It’s also about finesse, strategy, and understanding the intricate details that separate great cyclists from good ones.

One of those crucial details is cycling cadence.

Based on my experience as a professional cyclist, I would recommend targeting an average cadence of between 80-100 rpm. However, cycling cadence is very individual, and there are a wide range of factors to consider.

Whether you’re a novice cyclist looking to improve your efficiency or a seasoned rider aiming to optimize your training, understanding the importance of cycling cadence and its relationship with your cycling performance is essential.

In this article, we’ll be covering:

  • What Is Cycling Cadence?
  • Why Is Cycling Cadence Important, And How Does It Affect Performance?
  • How Has Cycling Cadence Changed Among Professional Cyclists?
  • What is the best cadence for cycling?
  • How To Improve Your Cycling Cadence

Let’s dive in!

Cycling Cadence Explained by a Professional: Title Image

What is Cycling Cadence? 

Cycling cadence refers to the speed at which the pedals turn, measured in revolutions per minute (rpm).

A higher cadence means the cyclist is turning the pedals faster, and a lower cadence means the pedals are turning more slowly.

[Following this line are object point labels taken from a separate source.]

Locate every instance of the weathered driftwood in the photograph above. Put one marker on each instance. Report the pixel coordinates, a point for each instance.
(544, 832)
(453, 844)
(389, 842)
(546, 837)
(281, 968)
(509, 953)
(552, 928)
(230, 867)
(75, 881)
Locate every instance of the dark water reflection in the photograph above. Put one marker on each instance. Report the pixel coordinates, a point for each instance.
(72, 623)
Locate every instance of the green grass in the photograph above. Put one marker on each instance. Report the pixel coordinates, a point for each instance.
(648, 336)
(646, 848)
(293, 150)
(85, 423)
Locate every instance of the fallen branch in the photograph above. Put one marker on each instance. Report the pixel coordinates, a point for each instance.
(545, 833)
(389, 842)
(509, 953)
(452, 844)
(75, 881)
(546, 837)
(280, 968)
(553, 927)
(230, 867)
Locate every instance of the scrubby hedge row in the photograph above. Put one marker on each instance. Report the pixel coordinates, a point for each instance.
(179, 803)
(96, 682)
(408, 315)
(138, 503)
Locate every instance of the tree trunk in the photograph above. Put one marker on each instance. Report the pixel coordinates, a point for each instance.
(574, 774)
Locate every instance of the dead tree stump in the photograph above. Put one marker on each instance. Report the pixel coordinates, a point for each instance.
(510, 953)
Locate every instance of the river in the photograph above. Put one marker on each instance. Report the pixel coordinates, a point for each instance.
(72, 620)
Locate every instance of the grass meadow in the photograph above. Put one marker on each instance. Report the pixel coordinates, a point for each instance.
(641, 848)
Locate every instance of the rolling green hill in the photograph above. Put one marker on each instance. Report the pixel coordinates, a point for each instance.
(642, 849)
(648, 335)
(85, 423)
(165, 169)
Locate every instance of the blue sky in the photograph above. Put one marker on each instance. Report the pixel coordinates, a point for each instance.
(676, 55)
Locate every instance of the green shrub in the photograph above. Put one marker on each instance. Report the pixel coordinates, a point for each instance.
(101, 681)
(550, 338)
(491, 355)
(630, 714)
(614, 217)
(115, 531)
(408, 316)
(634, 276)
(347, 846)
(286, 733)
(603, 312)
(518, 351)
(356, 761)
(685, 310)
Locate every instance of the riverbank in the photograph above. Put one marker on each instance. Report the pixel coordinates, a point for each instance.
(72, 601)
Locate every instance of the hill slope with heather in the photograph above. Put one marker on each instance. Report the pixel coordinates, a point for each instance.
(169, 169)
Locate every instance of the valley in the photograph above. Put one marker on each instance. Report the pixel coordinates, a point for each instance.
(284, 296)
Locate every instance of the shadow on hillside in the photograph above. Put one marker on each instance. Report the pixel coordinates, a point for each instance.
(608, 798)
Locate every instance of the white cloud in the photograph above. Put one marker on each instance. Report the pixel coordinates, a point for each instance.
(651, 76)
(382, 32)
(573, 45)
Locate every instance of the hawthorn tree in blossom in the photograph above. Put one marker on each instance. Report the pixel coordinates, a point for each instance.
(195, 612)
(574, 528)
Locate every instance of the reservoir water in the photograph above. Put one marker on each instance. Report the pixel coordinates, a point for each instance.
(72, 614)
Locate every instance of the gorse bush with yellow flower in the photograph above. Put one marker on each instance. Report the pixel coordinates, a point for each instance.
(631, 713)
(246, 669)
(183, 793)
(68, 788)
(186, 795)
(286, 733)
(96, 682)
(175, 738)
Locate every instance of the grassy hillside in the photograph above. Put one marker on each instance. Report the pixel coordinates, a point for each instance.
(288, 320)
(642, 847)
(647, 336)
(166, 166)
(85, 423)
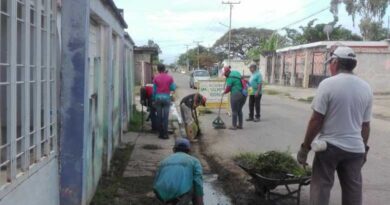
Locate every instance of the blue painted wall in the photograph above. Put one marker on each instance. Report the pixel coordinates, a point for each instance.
(73, 109)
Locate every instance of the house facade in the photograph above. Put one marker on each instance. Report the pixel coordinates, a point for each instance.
(303, 65)
(66, 96)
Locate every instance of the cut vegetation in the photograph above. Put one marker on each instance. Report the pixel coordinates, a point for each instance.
(272, 164)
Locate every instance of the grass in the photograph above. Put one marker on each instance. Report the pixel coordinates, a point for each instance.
(272, 164)
(204, 111)
(151, 147)
(271, 92)
(135, 124)
(308, 99)
(109, 184)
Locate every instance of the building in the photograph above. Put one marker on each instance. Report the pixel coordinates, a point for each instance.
(66, 95)
(303, 65)
(144, 64)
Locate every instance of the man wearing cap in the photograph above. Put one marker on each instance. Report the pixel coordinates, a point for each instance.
(188, 112)
(255, 93)
(341, 116)
(237, 98)
(163, 85)
(179, 177)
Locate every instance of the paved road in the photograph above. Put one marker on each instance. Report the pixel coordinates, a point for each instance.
(282, 128)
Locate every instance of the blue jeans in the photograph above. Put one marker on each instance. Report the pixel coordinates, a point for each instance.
(162, 107)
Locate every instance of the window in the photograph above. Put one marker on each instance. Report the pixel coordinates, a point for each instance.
(28, 42)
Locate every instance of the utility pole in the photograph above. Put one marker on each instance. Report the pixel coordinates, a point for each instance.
(230, 23)
(198, 42)
(188, 60)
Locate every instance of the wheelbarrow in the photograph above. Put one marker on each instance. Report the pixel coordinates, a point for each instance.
(264, 186)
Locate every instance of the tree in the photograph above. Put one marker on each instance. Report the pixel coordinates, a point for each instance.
(313, 33)
(267, 46)
(372, 13)
(242, 40)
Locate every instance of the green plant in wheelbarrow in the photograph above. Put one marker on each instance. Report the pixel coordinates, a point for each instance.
(272, 164)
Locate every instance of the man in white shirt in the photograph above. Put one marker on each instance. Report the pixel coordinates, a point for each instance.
(341, 119)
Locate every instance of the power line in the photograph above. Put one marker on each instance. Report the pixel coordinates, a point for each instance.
(293, 12)
(311, 15)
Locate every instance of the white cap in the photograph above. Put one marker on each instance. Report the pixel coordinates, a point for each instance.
(343, 52)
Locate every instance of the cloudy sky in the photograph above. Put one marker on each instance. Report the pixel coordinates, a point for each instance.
(176, 23)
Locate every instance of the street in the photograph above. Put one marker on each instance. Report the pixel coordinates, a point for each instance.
(282, 127)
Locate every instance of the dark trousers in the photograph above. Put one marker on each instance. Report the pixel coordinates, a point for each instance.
(237, 101)
(348, 166)
(254, 104)
(162, 107)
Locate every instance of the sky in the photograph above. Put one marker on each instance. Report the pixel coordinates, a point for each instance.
(173, 24)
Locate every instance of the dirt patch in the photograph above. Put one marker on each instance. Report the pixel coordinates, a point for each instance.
(151, 147)
(234, 181)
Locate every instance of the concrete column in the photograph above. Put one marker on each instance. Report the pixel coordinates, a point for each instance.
(273, 69)
(74, 104)
(307, 69)
(282, 67)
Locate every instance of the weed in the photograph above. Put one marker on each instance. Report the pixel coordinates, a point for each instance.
(272, 164)
(272, 92)
(109, 184)
(151, 147)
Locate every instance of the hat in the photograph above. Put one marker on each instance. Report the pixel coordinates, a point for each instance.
(203, 101)
(342, 52)
(182, 143)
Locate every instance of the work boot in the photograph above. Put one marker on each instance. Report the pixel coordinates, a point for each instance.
(249, 119)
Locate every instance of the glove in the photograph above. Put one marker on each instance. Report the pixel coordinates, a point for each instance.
(302, 155)
(365, 154)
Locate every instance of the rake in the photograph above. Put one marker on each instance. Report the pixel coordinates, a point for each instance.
(218, 122)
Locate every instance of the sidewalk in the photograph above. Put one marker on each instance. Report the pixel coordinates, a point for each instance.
(381, 107)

The relationship between cycling cadence and torque is essential to understand.

Torque is the rotational force applied to the pedals, usually measured in Newton-meters (Nm). If a cyclist pushes harder on the pedals, they are applying more torque, and vice-versa.

For a cyclist maintaining the same total power output (Watts), cadence and torque have an inverse relationship.

Let’s put this into an example. Cyclist A is riding in a high gear, turning the pedals slowly (low cadence) but pushing hard on the pedals (high torque).

Cyclist B is riding in a low gear, turning the pedals quickly (high cadence) but with less force pushing through them (low torque).

Despite their differing cadences, both cyclists could be maintaining the same total power output (Watts), so if all other factors were equal, they would be traveling at the same speed.

What this means in practice is that a cyclist putting out a certain power output can choose between a high or low cadence to achieve it, adjusting their gear ratio and torque accordingly.

A cyclist rides a purple Cannondale road bike at high speed during a race.

Why Is Cycling Cadence Important, And How Does It Affect Performance?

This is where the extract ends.